Finally, to further explore the training-dependent changes on functional connectivity, PPI analyses (Friston et al. 1997) were performed. As with the ROIs in the ROI analysis, seed regions were defined by conjunction analysis (Nichols et al. 2005) of the pre- and post-training session data. Separate PPIs were computed for the EB, LB-LVM and LB-HVM groups. In each participant, BOLD signal time series were extracted from the seed regions (6 mm sphere) and entered into the PPI analysis. New GLMs were constructed with four regressors: (i) the psychological regressor representing the main effect of auditory spatial processing (Localization–Discrimination), (ii) the physical regressor representing the original VOI eigenvariate in each session, (iii) the interaction of interest between the psychological and physical regressors, and (iv) the movement regressor. The 1st level GLM was built on pre- and post-training sessions and each session therefore has four regressors (psychological, physiological, interaction, motion). Significant PPI results indicated that the reported regions were functionally connected with the seed region in response to auditory spatial processing. The individual summary images (fixed effects) were then spatially smoothed (6 mm FWHM Gaussian kernel) and entered in group-level one-sample t test to test the auditory spatial processing effect for each session in each group (random effects). The threshold was P < 0.005 (uncorrected) at the voxel level and P < 0.05 (FDR-corrected) at the cluster level.

Results

Behavioral Results–Matrix Test

The 2D and 3D matrix test were administered to test the visuo-spatial working memory of the participants. The results of independent sample t-test showed significant better performance on the 2D test in the LB (mean = 58.2 ± 15.3%, ranged 40.0–86.7%) than the EB group (mean = 43.9% ± 12.7, ranged 33.3–70%) (t2,22 = 2.46, P = 0.022). For the 3D test, the LB group (mean = 49.2 ± 20.2%, ranged 26.7–90.0%) performed not significantly differed from the EB group (mean = 37.3 ± 14.3%, ranged 26.7–66.7%) (t2,22 = 1.64, P = 0.114). Given the large variance and potential heterogeneity in the LB group, we further differentiate the LB participants according to their performance on 2D test. A cut-off score of 50% for the 2D test was set for classifying the LB participants into the higher or lower ability groups. The participants with aggregated accuracy rates higher than 50% formed the higher VM group (LB-HVM; n = 7), whereas those having rates equal to or lower than 50% formed the lower VM group (LB-LVM; n = 6).

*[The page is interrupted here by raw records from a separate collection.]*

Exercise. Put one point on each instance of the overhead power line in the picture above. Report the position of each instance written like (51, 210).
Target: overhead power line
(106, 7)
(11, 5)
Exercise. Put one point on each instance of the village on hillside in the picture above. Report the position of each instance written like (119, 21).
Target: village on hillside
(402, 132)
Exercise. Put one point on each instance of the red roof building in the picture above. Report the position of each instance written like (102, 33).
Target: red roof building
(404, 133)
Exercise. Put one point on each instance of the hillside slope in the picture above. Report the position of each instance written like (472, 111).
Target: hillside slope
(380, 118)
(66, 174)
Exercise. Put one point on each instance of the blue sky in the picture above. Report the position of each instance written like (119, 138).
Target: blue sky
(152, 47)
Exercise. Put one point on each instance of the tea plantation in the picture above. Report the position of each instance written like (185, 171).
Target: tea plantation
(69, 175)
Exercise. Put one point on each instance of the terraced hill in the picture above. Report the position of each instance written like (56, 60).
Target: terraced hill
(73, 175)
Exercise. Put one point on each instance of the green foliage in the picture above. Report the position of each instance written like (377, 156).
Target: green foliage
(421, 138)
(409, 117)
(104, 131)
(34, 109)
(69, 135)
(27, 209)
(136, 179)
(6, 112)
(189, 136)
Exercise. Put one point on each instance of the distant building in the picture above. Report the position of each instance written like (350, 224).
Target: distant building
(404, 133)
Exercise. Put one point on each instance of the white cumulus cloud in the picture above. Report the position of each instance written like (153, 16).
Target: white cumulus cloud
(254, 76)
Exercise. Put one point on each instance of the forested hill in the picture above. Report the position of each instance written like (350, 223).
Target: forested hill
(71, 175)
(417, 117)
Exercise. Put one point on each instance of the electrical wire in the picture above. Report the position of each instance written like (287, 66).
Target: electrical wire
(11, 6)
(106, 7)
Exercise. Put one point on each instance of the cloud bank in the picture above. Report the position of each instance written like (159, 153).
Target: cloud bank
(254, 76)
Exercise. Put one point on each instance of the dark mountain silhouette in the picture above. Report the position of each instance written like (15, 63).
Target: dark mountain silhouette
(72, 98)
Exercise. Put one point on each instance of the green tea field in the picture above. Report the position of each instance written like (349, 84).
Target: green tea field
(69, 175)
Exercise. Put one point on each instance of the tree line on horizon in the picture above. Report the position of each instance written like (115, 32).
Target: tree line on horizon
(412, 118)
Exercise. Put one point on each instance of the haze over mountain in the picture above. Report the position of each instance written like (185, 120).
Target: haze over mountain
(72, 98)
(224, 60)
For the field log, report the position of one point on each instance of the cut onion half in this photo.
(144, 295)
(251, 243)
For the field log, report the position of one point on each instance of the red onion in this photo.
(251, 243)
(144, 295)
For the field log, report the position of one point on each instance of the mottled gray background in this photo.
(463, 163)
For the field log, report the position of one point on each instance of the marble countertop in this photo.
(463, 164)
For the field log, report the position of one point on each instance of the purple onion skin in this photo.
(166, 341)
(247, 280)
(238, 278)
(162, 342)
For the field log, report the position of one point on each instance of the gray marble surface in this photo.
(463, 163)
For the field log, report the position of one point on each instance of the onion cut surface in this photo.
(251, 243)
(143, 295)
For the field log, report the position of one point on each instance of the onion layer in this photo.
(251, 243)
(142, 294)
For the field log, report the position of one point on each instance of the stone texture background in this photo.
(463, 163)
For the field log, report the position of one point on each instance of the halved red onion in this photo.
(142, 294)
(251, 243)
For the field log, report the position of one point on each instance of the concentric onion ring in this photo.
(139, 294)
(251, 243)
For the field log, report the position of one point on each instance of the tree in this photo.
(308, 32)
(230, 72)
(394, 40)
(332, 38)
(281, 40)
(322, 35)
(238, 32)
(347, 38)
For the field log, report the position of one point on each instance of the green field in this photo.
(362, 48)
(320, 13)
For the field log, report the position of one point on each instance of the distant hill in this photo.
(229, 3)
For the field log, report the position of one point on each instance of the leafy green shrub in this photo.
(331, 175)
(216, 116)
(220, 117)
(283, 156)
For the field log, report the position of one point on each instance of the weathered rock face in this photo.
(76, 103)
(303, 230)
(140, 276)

Behavioral Results–fMRI Task

For the sound localization trials, all participants performed above the chance level of 33.3% at both pre- and post-training occasions. The first round of analysis was based on the two groups of LB (n = 13) and EB (n = 11) participants. A significant Training effect was revealed (P < 0.001), and both the EB (Pre-training: mean = 45.09 ± 5.62%; Post-training: mean = 53.21 ± 6.41%) and the LB (Pre-training: mean = 44.21 ± 5.22%; Post-training: mean = 53.23 ± 6.65%) groups showed a higher level of performance after the training. No significant Group (F1,22 = 0.034, P = 0.856) and Group × Training effects were revealed (F1,22 = 0.404, P = 0.531). The second round of analysis was based on the three groups of LB-LVM (n = 7), LB-HVM (n = 6), and EB (n = 11) participants. In contrast to the first round of analysis, a significant Group × Training effect was revealed (F2,21 = 4.35, P = 0.026), suggesting that participants in the three groups (EB, LB-HVM, and LB-LVM) benefited differently from the sound localization training (Fig. 2). Subsequent post-hoc analyses were based on the change in performance score. As expected, members of the LB-HVM group learned sound localization significantly better (Pre-training: mean = 44.95 ± 7.04%; Post-training: mean = 56.19 ± 7.03%) than members of the LB-LVM (P = 0.046; Pre-training: mean = 43.33 ± 2.02%; Post-training: mean = 49.78 ± 4.52%) and EB (P = 0.042; Pre-training: mean = 45.09 ± 5.62%; Post-training: mean = 53.21 ± 6.41%) groups. No significant differences were revealed between the LB-LVM and EB groups.

Fig. 2
figure 2

Behavioral performance on the sound localization task in the EB (n = 11), LB-LVM (n = 6), and LB-HVM (n = 7) groups

For the discrimination trials, the EB (Pre-training: mean = 79.61 ± 10.63%; Post-training: mean = 81.57 ± 10.17%) and the LB group (Pre-training: mean = 79.58 ± 9.41%; Post-training: mean = 79.79 ± 11.72%) had comparable performances before and after the training. No significant Training (F1,22 = 0.21, P = 0.651), Group (F1,22 = 0.063, P = 0.804), or their interactions (F1,22 = 0.139, P = 0.713) were revealed.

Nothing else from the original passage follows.